If I wished to see a mountain or other scenery under the most favorable auspices, I would go to it in foul weather, so as to be there when it cleared up; we are then in the most suitable mood, and nature is most fresh and inspiring. There is no serenity so fair as that which is just established in a tearful eye (“The Allegash and East Branch”).

On 20 July 1857 Thoreau left Boston, Massachusetts with Edward Hoar and headed once again to the Maine woods. They reached Bangor, Maine that same evening and spent the night with his cousin George Thatcher. The following day Thoreau travelled to near-by Oldtown where he hired the Penobscot Indian Joseph Polis to serve as their guide. On 23 July the three started their journey to Moosehead Lake where Mount Kineo stands on the edge of a peninsula overlooking the lake.

View of the eastern half of the Penobscot Bay. The Penobscot Bay is the inlet for the Penobscot River. Thoreau traveled both the eastern and western branches of the Penobscot River during his excursions to the Maine woods. Photographer: Haley Quinn.

Kineo has an elevation of 1,789 feet (545 m). As they approached the mountain via the lake Polis told Thoreau and Hoar the Indian tradition surrounding Kineo’s origin. Thoreau briefly retells the story in “The Allegash and East Branch” section of The Maine Woods:

. . .the Indian repeated the tradition respecting this mountain’s having anciently been a cow moose,—how a mighty Indian hunter, whose name I forget, succeeded in killing this queen of the moose tribe with great difficultly. . .and, to his eyes, this mountain had still the form of the moose in a reclining posture, its precipitous side presenting the outline of her head (pp. 190).

Mount Kineo.

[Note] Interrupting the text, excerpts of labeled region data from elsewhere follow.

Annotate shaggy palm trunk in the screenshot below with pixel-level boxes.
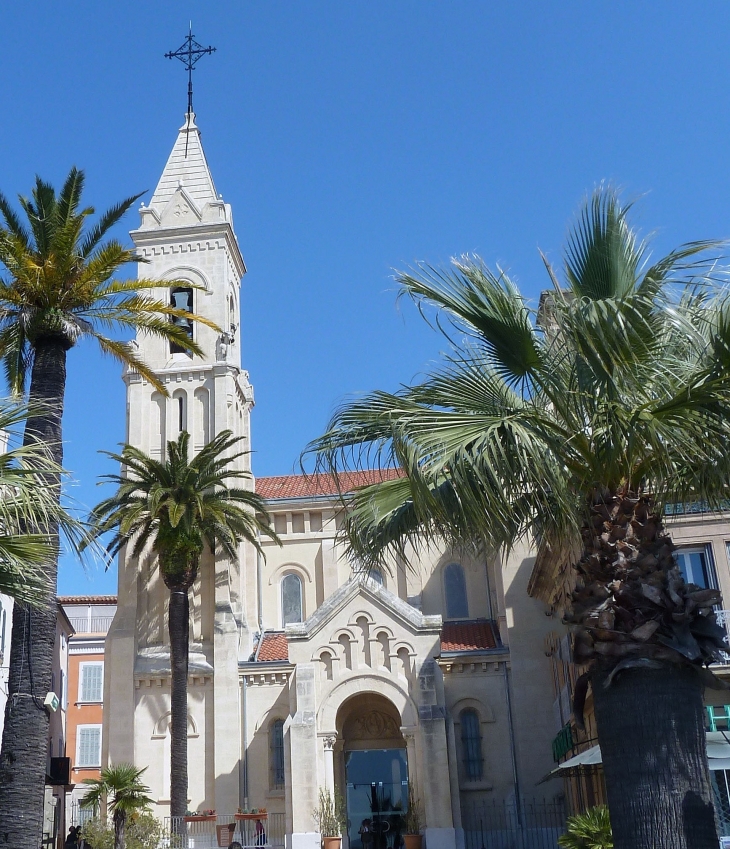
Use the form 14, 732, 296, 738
566, 491, 726, 849
168, 587, 190, 822
0, 339, 67, 849
592, 664, 718, 849
112, 811, 127, 849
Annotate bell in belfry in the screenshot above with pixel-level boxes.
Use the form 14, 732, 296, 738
172, 289, 192, 333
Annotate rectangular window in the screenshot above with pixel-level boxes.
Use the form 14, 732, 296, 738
269, 719, 284, 790
75, 725, 101, 767
675, 545, 717, 589
274, 513, 286, 536
79, 663, 104, 702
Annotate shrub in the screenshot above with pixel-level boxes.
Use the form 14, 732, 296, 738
81, 813, 162, 849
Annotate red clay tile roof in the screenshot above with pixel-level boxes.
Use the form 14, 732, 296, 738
256, 631, 289, 663
256, 469, 403, 498
58, 595, 117, 604
441, 621, 500, 652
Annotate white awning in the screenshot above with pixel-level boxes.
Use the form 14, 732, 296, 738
543, 731, 730, 780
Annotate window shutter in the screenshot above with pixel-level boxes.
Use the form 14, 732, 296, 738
81, 663, 104, 702
77, 727, 101, 766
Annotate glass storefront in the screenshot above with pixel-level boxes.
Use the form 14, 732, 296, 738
345, 749, 408, 849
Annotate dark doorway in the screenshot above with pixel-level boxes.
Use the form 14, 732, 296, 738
345, 749, 408, 849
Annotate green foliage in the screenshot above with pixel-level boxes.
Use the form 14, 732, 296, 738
403, 781, 423, 834
0, 400, 88, 605
558, 805, 613, 849
81, 813, 164, 849
308, 188, 730, 568
312, 787, 347, 837
0, 168, 219, 394
82, 430, 278, 586
81, 763, 152, 816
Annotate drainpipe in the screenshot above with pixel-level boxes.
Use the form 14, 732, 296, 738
256, 531, 264, 634
239, 672, 248, 810
502, 660, 522, 825
484, 557, 494, 620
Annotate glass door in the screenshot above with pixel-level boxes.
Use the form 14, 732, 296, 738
345, 749, 408, 849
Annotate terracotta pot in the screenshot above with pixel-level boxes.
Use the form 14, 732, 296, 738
403, 834, 423, 849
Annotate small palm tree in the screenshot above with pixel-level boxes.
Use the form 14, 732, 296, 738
81, 764, 152, 849
558, 805, 613, 849
311, 189, 730, 849
0, 168, 215, 849
84, 430, 278, 817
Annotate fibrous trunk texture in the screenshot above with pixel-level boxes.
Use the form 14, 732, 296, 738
168, 587, 190, 817
592, 663, 719, 849
566, 491, 728, 849
112, 811, 127, 849
0, 340, 66, 849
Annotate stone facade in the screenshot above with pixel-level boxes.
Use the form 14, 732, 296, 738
102, 116, 559, 849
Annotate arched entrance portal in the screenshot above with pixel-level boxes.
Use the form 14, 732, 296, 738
337, 693, 408, 849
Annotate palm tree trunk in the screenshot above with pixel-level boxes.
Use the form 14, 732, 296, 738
0, 339, 67, 849
168, 588, 190, 822
112, 811, 127, 849
592, 664, 719, 849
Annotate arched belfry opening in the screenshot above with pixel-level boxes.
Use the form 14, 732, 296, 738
337, 692, 408, 849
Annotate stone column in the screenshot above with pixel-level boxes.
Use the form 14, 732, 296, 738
446, 717, 464, 849
418, 660, 456, 849
287, 663, 320, 849
212, 556, 243, 814
322, 734, 337, 794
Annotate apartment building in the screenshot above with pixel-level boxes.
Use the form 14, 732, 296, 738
529, 504, 730, 824
59, 595, 117, 825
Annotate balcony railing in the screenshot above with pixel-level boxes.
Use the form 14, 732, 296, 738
68, 616, 114, 634
715, 610, 730, 666
162, 814, 285, 849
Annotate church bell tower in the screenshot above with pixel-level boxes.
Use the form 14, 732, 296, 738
102, 112, 254, 816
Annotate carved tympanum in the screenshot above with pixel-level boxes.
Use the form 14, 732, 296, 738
352, 710, 401, 740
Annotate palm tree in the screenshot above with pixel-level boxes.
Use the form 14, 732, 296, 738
558, 805, 613, 849
309, 188, 730, 849
84, 430, 278, 817
0, 168, 218, 849
0, 401, 86, 605
81, 764, 152, 849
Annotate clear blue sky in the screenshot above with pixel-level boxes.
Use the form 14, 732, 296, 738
0, 0, 730, 593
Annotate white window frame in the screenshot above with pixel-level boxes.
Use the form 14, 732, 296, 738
279, 569, 307, 628
77, 660, 104, 705
676, 542, 718, 589
74, 725, 102, 769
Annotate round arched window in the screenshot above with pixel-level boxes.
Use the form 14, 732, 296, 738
281, 574, 303, 626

Photographer: Herbert Gleason (1855-1937).

Throughout the trip Polis continued to provide Thoreau with an intimate look into Indian life:

. . .[Polis] inquired if I ever heard “Indian sing.” I replied that I had not often, and asked him if he would not favor us with a song. He readily assented, and lying on his back, with his blanket wrapped around him, he commenced a slow, somewhat nasal, yet musical chant, in his own language…He translated it to us, sentence by sentence, afterward, wishing to see if we could remember it (pp. 197-8).

Thoreau writes to his cousin George Thatcher on 11 July 1857, nine days before he left for Kineo:

Dear Cousin,
Finding myself somewhat stronger than for 2 or 3 years past, I am bent on making a leisurely & economical excursion into your woods—say in a canoe, with two companions, through Moosehead to the Allegash Lakes, and possibly down that river to the French settlements. . .

(The Correspondence of Henry David Thoreau, 485-6)

On 13 January 1858 Thoreau delivered a lecture—most likely about his 1857 trip to Kineo and the Maine woods—in Lynn, Massachusetts.